ACancer deaths reduce the sample size, widening confidence intervals
BCensoring cancer deaths implies those patients could still die from cardiac causes, but they cannot — they are already dead. The KM estimator overestimates the cumulative probability of cardiac death by assuming censored subjects remain at risk
CCancer deaths should be combined with cardiac deaths as a single outcome
DThe KM estimator underestimates cardiac mortality when competing risks are present
The KM estimator assumes that censored subjects have the same future risk as those remaining — an assumption violated by competing risks. A patient who died of cancer is removed from the risk set as if they were merely lost to follow-up and could still have a cardiac event. The cumulative incidence function (CIF), which properly accounts for competing risks, will always be lower than or equal to the KM complement (1 - KM) because it recognizes that some subjects will experience competing events instead.
Question 2 True / False
A cause-specific hazard model and a Fine-Gray subdistribution model can give contradictory results for the same exposure-outcome relationship. This occurs because they answer fundamentally different questions.
TTrue
FFalse
Answer: True
The cause-specific hazard asks: among those currently alive (event-free), what is the instantaneous rate of the event of interest? The subdistribution hazard asks: what is the rate of the event of interest in a hypothetical world where subjects who experienced competing events remain in the risk set? A treatment that reduces cardiac death but increases cancer death might show a reduced cause-specific cardiac hazard but an unchanged subdistribution hazard (because fewer cardiac deaths are offset by the subjects remaining at risk longer due to increased cancer deaths). The cause-specific model is better for understanding etiology; the Fine-Gray model is better for prediction and clinical decision-making about overall risk.
Question 3 Short Answer
Explain why the cumulative incidence function (CIF) must sum across all event types to a value less than or equal to 1, and why this constraint distinguishes it from the Kaplan-Meier complement.
Think about your answer, then reveal below.

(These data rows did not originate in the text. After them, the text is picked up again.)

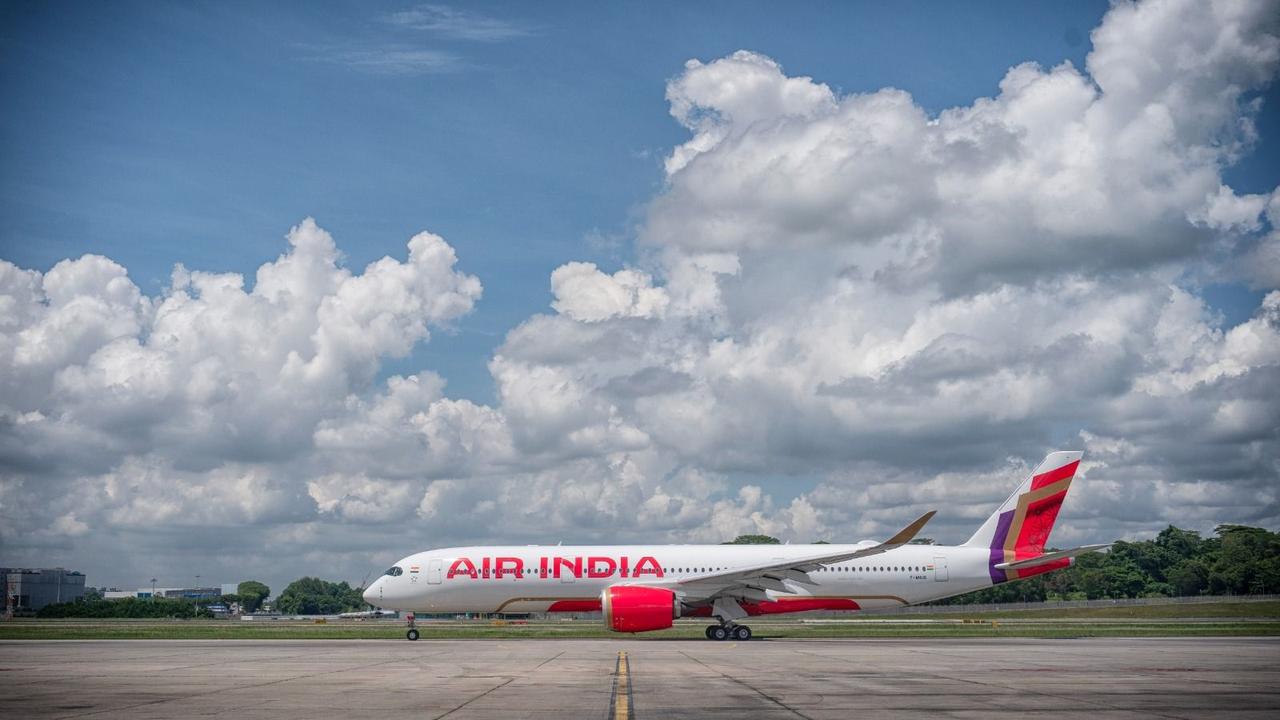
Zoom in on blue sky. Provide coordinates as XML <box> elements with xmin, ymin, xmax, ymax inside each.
<box><xmin>0</xmin><ymin>0</ymin><xmax>1280</xmax><ymax>584</ymax></box>
<box><xmin>0</xmin><ymin>3</ymin><xmax>1213</xmax><ymax>401</ymax></box>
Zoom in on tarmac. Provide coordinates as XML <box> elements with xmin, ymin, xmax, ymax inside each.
<box><xmin>0</xmin><ymin>638</ymin><xmax>1280</xmax><ymax>720</ymax></box>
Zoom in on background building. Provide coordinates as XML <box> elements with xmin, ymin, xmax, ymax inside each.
<box><xmin>102</xmin><ymin>579</ymin><xmax>223</xmax><ymax>600</ymax></box>
<box><xmin>0</xmin><ymin>568</ymin><xmax>84</xmax><ymax>612</ymax></box>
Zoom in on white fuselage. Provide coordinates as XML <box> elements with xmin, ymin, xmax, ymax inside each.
<box><xmin>365</xmin><ymin>543</ymin><xmax>992</xmax><ymax>614</ymax></box>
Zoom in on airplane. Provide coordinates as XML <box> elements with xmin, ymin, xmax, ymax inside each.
<box><xmin>364</xmin><ymin>451</ymin><xmax>1110</xmax><ymax>641</ymax></box>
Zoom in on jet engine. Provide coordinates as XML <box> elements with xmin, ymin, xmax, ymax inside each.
<box><xmin>600</xmin><ymin>585</ymin><xmax>680</xmax><ymax>633</ymax></box>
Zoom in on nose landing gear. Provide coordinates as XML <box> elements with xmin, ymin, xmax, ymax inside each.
<box><xmin>707</xmin><ymin>623</ymin><xmax>751</xmax><ymax>642</ymax></box>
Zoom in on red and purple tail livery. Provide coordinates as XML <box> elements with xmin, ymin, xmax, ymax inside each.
<box><xmin>965</xmin><ymin>451</ymin><xmax>1082</xmax><ymax>584</ymax></box>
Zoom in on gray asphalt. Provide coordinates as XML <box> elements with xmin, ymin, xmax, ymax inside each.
<box><xmin>0</xmin><ymin>638</ymin><xmax>1280</xmax><ymax>720</ymax></box>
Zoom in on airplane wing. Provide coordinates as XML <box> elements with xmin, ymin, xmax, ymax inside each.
<box><xmin>996</xmin><ymin>542</ymin><xmax>1111</xmax><ymax>570</ymax></box>
<box><xmin>668</xmin><ymin>510</ymin><xmax>936</xmax><ymax>618</ymax></box>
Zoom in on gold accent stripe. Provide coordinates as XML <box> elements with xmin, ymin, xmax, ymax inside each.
<box><xmin>1005</xmin><ymin>475</ymin><xmax>1074</xmax><ymax>580</ymax></box>
<box><xmin>493</xmin><ymin>594</ymin><xmax>600</xmax><ymax>612</ymax></box>
<box><xmin>773</xmin><ymin>594</ymin><xmax>911</xmax><ymax>605</ymax></box>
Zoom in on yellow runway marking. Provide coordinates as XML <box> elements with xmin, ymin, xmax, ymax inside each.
<box><xmin>609</xmin><ymin>651</ymin><xmax>632</xmax><ymax>720</ymax></box>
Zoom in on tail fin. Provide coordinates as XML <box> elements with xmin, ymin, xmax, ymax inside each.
<box><xmin>965</xmin><ymin>451</ymin><xmax>1083</xmax><ymax>583</ymax></box>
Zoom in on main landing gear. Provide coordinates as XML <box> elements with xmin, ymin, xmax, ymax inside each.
<box><xmin>707</xmin><ymin>623</ymin><xmax>751</xmax><ymax>642</ymax></box>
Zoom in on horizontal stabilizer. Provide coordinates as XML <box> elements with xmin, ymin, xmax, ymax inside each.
<box><xmin>996</xmin><ymin>542</ymin><xmax>1111</xmax><ymax>570</ymax></box>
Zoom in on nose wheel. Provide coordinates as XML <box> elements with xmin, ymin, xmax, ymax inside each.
<box><xmin>707</xmin><ymin>625</ymin><xmax>751</xmax><ymax>642</ymax></box>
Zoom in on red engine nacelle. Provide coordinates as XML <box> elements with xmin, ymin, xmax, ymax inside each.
<box><xmin>600</xmin><ymin>585</ymin><xmax>680</xmax><ymax>633</ymax></box>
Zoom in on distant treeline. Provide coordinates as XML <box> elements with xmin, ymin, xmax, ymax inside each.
<box><xmin>36</xmin><ymin>597</ymin><xmax>214</xmax><ymax>619</ymax></box>
<box><xmin>37</xmin><ymin>525</ymin><xmax>1280</xmax><ymax>618</ymax></box>
<box><xmin>940</xmin><ymin>525</ymin><xmax>1280</xmax><ymax>605</ymax></box>
<box><xmin>36</xmin><ymin>578</ymin><xmax>367</xmax><ymax>618</ymax></box>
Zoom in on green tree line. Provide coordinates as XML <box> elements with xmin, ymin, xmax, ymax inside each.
<box><xmin>36</xmin><ymin>597</ymin><xmax>212</xmax><ymax>619</ymax></box>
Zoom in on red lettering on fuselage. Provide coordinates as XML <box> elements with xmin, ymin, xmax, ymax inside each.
<box><xmin>445</xmin><ymin>555</ymin><xmax>666</xmax><ymax>580</ymax></box>
<box><xmin>445</xmin><ymin>557</ymin><xmax>476</xmax><ymax>580</ymax></box>
<box><xmin>552</xmin><ymin>557</ymin><xmax>582</xmax><ymax>578</ymax></box>
<box><xmin>494</xmin><ymin>557</ymin><xmax>525</xmax><ymax>578</ymax></box>
<box><xmin>631</xmin><ymin>555</ymin><xmax>663</xmax><ymax>578</ymax></box>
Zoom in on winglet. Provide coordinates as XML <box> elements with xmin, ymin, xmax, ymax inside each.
<box><xmin>881</xmin><ymin>510</ymin><xmax>937</xmax><ymax>547</ymax></box>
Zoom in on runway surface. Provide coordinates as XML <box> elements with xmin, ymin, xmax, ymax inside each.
<box><xmin>0</xmin><ymin>638</ymin><xmax>1280</xmax><ymax>720</ymax></box>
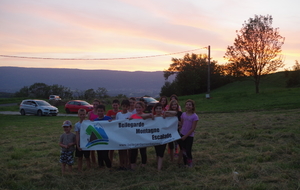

Model answer: The CIF for each event type represents the probability of experiencing that specific event by time t, given that competing events are possible. Since a subject can only experience one event, the CIFs across all event types sum to the total probability of experiencing any event — which cannot exceed 1. The KM complement (1 - S(t)) computed separately for each event type treats competing events as censored and can exceed the true probability because it imagines a world without competing risks. The CIFs properly partition the total failure probability among event types.
At any time t, CIF_cardiac(t) + CIF_cancer(t) + CIF_other(t) = total failure probability ≤ 1. Each individual CIF is bounded above by the total failure probability. The KM complement for cardiac death, computed by censoring cancer and other deaths, estimates the probability of cardiac death in a hypothetical world where competing events do not exist — a quantity that may be of scientific interest but does not correspond to what patients actually experience.